This looks like a fairly small amount of accounts.
0. http://money.cnn.com/2018/02/22/technology/snapchat-update-k...
They most certainly arent anywhere near Kylie Jenner level so Im not sure what that has to do with this.
But I guess no one involved (media, FB) wants this story to be any less newsworthy so I doubt we'll ever have an answer...
Edit: Also, those few accounts pack a punch.
> 1.08 million users followed at least one of the Facebook Pages, and 493,000 users followed at least one of the Instagram accounts. The accounts had spent a combined $167,000 on ads since the start of 2015
That's a lot of influence and a fair bit of money spent on so few accounts. And across the whole Internet Research Agency as discussed by Facebook,
> 126 million people had seen the propaganda group’s Facebook posts and another 20 million had seen its Instagram posts.

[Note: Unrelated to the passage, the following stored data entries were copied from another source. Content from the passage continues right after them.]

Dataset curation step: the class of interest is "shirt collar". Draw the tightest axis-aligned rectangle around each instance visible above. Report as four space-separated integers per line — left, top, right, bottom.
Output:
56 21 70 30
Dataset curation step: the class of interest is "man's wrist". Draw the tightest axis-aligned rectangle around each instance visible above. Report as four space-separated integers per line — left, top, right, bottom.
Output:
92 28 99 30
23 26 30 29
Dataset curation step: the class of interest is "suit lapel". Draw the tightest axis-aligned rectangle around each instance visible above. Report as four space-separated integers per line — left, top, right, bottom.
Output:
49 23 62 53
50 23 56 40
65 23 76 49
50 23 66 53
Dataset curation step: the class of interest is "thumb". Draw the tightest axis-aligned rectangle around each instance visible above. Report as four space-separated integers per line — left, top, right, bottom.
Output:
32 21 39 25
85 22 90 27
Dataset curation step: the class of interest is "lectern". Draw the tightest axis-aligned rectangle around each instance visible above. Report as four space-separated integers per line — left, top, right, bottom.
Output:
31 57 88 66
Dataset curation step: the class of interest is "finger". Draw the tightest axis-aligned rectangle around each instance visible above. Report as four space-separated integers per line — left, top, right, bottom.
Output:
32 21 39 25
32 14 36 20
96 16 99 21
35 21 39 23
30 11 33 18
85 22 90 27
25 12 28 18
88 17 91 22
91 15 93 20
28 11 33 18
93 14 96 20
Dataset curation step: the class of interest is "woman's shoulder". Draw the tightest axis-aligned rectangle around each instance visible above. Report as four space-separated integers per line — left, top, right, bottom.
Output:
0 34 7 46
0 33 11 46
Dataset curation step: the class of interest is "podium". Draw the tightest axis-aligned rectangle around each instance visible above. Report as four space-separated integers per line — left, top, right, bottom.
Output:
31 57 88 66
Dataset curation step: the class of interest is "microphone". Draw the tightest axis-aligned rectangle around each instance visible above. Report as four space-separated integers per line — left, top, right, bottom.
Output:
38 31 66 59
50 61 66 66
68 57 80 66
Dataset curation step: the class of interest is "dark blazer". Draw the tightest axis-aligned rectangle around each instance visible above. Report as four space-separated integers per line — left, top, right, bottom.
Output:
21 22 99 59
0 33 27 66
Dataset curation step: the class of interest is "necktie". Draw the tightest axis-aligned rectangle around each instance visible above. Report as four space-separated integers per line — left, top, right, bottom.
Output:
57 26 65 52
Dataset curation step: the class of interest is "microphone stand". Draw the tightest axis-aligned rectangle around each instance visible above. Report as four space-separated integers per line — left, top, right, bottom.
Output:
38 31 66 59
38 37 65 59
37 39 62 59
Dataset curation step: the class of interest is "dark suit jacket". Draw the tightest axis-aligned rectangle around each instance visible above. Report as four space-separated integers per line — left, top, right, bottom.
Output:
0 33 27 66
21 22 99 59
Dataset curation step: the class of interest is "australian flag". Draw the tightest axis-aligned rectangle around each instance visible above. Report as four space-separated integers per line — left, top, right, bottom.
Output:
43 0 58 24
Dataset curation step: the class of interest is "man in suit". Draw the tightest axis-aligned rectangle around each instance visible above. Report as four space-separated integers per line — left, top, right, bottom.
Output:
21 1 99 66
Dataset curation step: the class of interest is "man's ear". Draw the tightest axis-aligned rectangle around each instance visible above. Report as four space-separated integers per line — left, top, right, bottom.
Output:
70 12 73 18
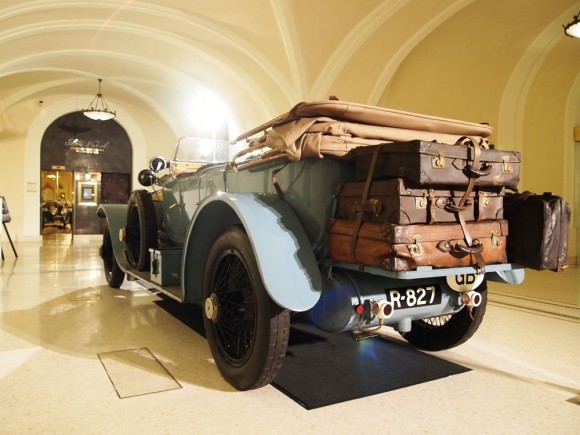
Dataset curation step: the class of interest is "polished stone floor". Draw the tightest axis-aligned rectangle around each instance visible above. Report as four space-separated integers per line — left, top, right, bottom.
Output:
0 235 579 434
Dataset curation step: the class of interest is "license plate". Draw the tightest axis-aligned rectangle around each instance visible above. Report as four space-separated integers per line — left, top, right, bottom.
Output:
385 285 442 310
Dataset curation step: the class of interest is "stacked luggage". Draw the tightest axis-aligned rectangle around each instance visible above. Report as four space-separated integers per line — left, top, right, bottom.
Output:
328 138 519 272
233 99 570 272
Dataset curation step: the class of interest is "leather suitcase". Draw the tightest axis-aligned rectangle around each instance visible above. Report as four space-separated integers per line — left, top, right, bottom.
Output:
352 140 520 189
328 218 508 271
503 192 570 271
335 178 503 224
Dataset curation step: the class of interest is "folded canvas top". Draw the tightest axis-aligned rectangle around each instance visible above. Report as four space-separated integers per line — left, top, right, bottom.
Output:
233 100 493 161
291 101 492 137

Wow - that is a lot of people!
Reusing already-prominent acronyms gets really confusing although I know often it's unintentional.

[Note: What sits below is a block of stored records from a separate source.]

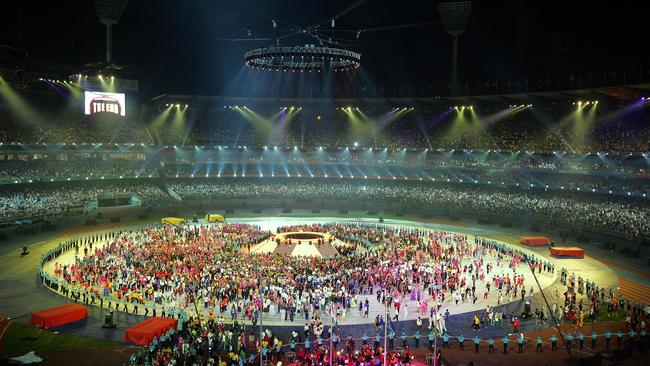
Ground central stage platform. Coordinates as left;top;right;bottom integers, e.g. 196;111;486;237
250;231;339;257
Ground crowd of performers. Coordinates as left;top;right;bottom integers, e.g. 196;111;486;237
126;313;426;366
36;221;650;365
40;222;555;329
556;267;648;337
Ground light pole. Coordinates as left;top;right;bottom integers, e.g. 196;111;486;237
330;303;335;366
433;311;438;366
259;273;264;366
438;1;472;97
383;294;388;366
93;0;129;64
529;263;574;365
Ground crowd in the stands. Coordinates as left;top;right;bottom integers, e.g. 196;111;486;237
0;183;169;220
168;180;650;237
0;160;159;182
3;152;649;198
2;102;650;153
1;178;649;237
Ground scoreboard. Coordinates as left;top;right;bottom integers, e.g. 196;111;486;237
84;91;126;116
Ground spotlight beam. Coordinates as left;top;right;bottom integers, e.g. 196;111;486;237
0;78;47;132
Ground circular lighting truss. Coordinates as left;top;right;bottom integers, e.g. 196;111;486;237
245;46;361;72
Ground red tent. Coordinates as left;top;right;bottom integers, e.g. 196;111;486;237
125;317;178;345
519;236;551;246
31;304;88;329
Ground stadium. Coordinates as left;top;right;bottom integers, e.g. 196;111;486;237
0;1;649;365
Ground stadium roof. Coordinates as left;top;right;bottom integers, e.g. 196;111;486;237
150;83;650;105
2;1;649;96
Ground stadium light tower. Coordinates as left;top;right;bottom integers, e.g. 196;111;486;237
438;0;472;97
94;0;129;64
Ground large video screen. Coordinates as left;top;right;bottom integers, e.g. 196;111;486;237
84;91;126;116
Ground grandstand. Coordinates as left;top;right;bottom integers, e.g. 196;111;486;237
1;1;649;366
2;88;650;152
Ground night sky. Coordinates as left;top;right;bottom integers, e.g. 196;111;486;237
2;0;649;96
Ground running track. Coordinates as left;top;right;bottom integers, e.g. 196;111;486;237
52;223;125;240
616;277;650;305
590;255;650;304
0;315;13;352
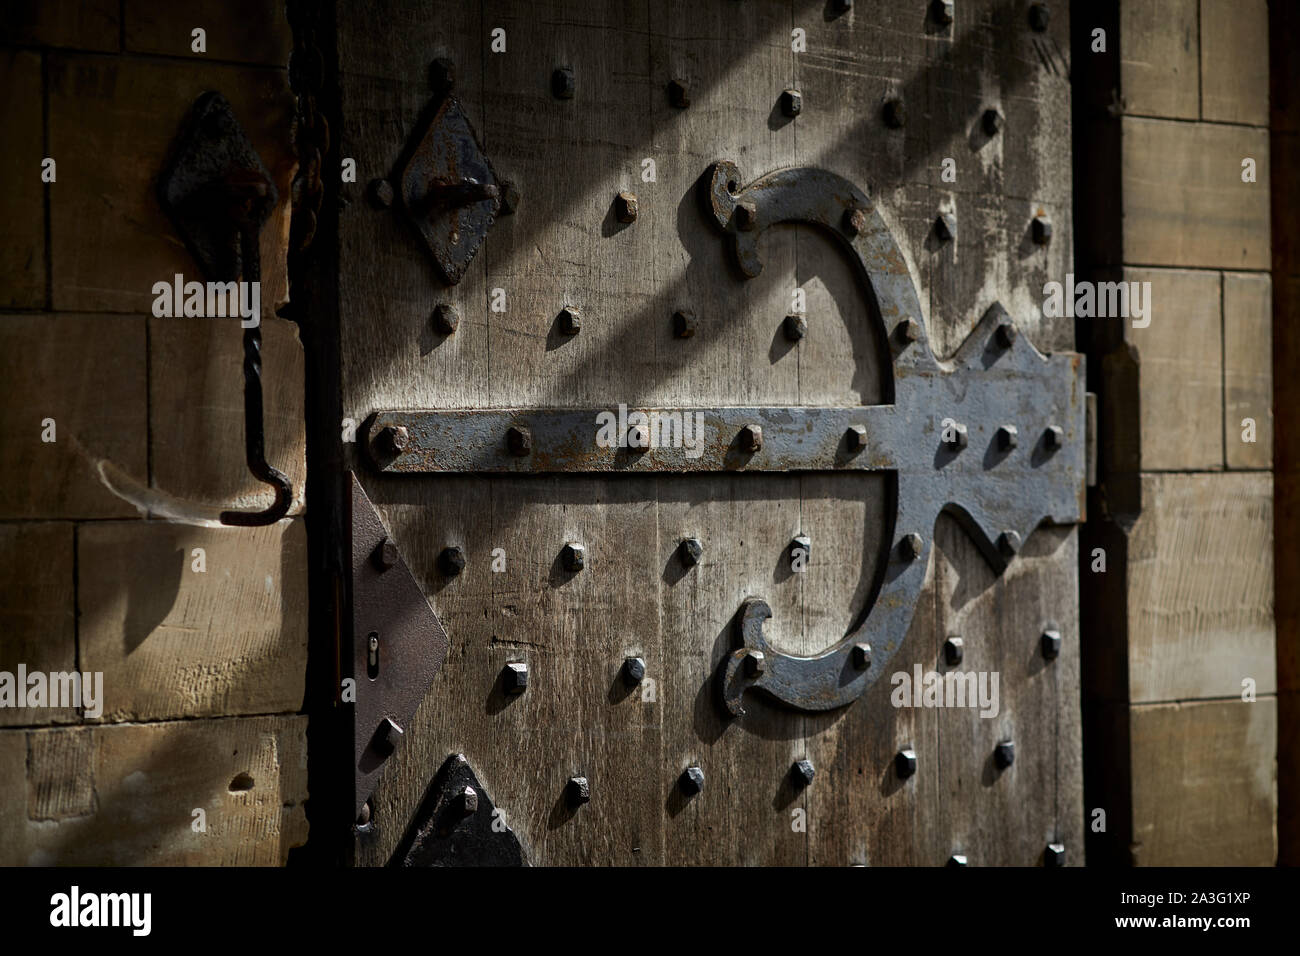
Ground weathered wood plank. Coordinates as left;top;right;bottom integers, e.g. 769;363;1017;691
1121;118;1270;269
1127;473;1275;703
358;476;665;866
0;315;146;519
78;519;308;721
931;518;1083;865
1130;697;1276;866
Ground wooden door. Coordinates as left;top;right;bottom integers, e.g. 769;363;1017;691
336;0;1083;866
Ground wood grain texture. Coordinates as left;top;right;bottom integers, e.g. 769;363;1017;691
0;523;76;727
0;314;146;519
1223;272;1272;469
150;315;306;515
78;519;308;721
47;54;295;314
1199;0;1269;126
1121;118;1270;270
1119;0;1199;120
0;50;45;309
342;0;1081;866
1130;697;1276;866
1125;267;1222;471
1127;473;1275;703
0;717;308;866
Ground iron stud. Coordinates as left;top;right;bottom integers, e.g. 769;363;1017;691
883;98;906;129
851;642;872;670
844;206;869;235
997;424;1019;450
438;545;466;577
982;108;1004;136
1032;215;1053;245
678;537;704;567
944;422;969;451
780;88;802;117
994;740;1015;769
896;747;917;779
433;303;459;335
668;77;690;109
846;424;868;452
552;66;575;99
743;649;766;677
935;212;957;242
375;423;409;458
998;530;1021;558
503;661;529;695
783;313;808;341
373;716;404;757
566;776;591;807
614;190;638;223
561;541;586;572
455;785;478;816
944;636;964;666
1044;424;1064;450
673;309;697;338
739;424;763;453
1044;843;1065;867
507;425;532;456
558;306;581;335
622;656;646;686
792;759;816;787
498;179;521;215
373;536;399;572
680;766;705;796
1041;629;1061;660
900;532;924;561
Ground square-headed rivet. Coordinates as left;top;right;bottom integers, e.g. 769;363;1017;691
680;766;705;795
895;747;917;779
561;541;585;572
792;759;816;787
503;661;529;695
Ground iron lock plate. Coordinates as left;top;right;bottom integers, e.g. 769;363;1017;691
350;473;449;819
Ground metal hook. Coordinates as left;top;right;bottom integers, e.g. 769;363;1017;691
158;91;294;526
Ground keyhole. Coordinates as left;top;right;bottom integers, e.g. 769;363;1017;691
367;632;380;679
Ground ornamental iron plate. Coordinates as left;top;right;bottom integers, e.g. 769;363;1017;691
362;161;1085;717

Many Americans won't know who the IRA were/are, but in the UK (and probably the rest of Europe) it's common knowledge and burnt in.
http://money.cnn.com/2017/11/01/media/russian-facebook-ads-r...
Excitement drives clicks, and Russia is the US's biggest boogey-man du jour (what happened to the pesky North Koreans and Muslims by the way, why don't we hear anything from them anymore?) that we need to government to protect us from, so this campaign should be a big winner I'd think.
https://media.ccc.de/v/34c3-9233-uncovering_british_spies_we...
So while you or I might care about what we say, try to build a reputation, and in general say things in accordance with what we believe, they don’t have to. It’s a radically different proposition, and devastating when done well. Even being discovered can be its own kind of “win” if it creates distrust and instability within the network itself. You can undermine faith in said network by exposing it as essentially corrupted, albeit by you.
Mission accomplished I guess.
I think this is a distraction maneuver by Facebook to direct away attention from the latest events.
I know there were other samples posted before that had more of what you are talking about. But I’m strictly speaking about the current batch and the article in question and screenshots from that article.
I’d imagine Facebook would cherry pick the most offending pieces to show off. And whatever evidence is currently presented seems weak at best.
Influence can be local. Generic-looking pages (i.e. not locale specific in the content they post) or accounts are often followed by people only from a specific small city and surrounding areas (10^4 people, say). Is it so hard to believe that accounts such as these were used by the IRA?
Removing the big accounts (probably) isn't going to remove the IRA's presence on Facebook. It's going to take a big chunk out of their influence, though. (Unless they have other accounts with big followings that weren't removed.)
I'd expect the 10^7 follower account to indeed have more influence, but not necessarily be able to effectively use that influence as well as the 10^4 follower account.
The big follower accounts would probably tend to be more general, with more diversity among their followers. For example they might have followers spread throughout the nation. Much of their influence will be wasted influencing people in areas where changing a few opinions is not enough to make a difference.
The smaller accounts might be able to be more focused on one particular region and one particular group of potential voters in that region. They will align with that group better than the big, national account will, and so might be more likely to change positions of their followers, and they can be focused on a region where things are close.
So what you do is use your big accounts as sources, and use your small accounts to post things from the big accounts. The link to the big accounts lends credibility to the material in the eyes of your followers on the smaller accounts.
But it seems to me that the amount of effort required to run an account does not scale with the number of followers. Sleeper accounts are essentially free, of course, but an account with 10^7 followers is not 1000 times harder to run than an account with 10^4 followers. Unless they have a lot more people devoted to the smaller accounts, they probably don't have 1000 times as many accounts with 10^4 followers.
They could have had tiers of accounts, all for different purposes. They could have used a ton of low accounts to simulate a grassroots response, to openly troll and be banned, and all kinds of things. They’d have cultivated more and less popular, and obvious accounts as well. If they were smart they’d have a whole layer of accounts designed just to be caught, and give a misleading impression of their competence and methodology.